The Dark Man is a powerful introduction to Marc Schooley and another memorable offering from Marcher Lord Press.
- Rachel Starr Thomson, author of The Seventh World Trilogy: Worlds Unseen, Burning Light, and Coming Day
Posted October 31, 2009
In Texas undercover agent Charles Graves, the man with a thousand faces, is assigned to destroy the last remaining powerful Christian leader in the United States, Reverend James Cleveland. As he gathers evidence, Charles goes to arrest Reverend Cleveland, but suddenly hears voices in his head insisting he heed the message his target proclaims.
This turns Charles from a cynic to a believer in God. He quits his law enforcement position and works to protect James and the word against his former associates, which includes his father. However, the Dark Man from his past urges him to forget this Christian nonsense and take care of himself especially when his former comrades are searching to assassinate him as a traitor. Charles has to choose between standing up for God or standing up with the Dark Man who haunts his breathing.
This is a fascinating but grim future tale that has Big Brother (and Sister) watching you ready to prance and harass. Charles is a terrific conflicted protagonist pulled schizoid like in two directions. Although The Dark Man inside his head also appears inside other people's brains abating the issue of the hero's sanity, fans will relish this profound look at persecution as religious tolerance is unacceptable.
Posted June 11, 2009
Review by Jill Williamson
In this near-future psychological thriller, undercover agent Charles Graves is working to bring down the last remnants of Christians in Texas. Charles is capable of the ultimate disguises, like the kind that Tom Cruise uses in the Mission Impossible movies. Charles' assignment: bring down Reverend James Cleveland, the one remaining influential Christian leader in the US.
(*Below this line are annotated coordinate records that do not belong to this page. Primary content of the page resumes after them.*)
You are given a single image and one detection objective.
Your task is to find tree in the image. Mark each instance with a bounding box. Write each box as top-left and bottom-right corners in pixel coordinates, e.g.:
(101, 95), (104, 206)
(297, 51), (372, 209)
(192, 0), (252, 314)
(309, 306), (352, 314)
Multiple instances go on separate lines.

Just before Charles can arrest Cleveland, he hears God's voice through the Reverend's message. Charles surrenders his heart to God right there and goes awol. Now Charles is working against his former colleagues, including his own father. Charles' dark past continues to haunt him in the form of a wooden puzzle from his childhood. This "dark man" argues with Charles, urging him to look out for Charles and Charles alone. As Charles tries to serve his new God, he must continually stand up to the dark man of his past.
I thought this book was excellent! It started out with a fascinating slow-pace that, for some reason, reminded me of when I read 1984. I think it was the way Schooley created his future world. It was as if anyone in the government could be watching you, waiting to arrest you for the smallest infraction.
When Charles converts to Christianity, the story turns into a chase. Charles' ex-comrades are seeking to bring him down, but Charles needs to rescue some people and avert a major disaster without being caught. I liked how everyone had a voice in their head, I thought it was an interesting way to look at how people struggle with decision making and temptation. This is a deep, thought-provoking novel and well worth a read.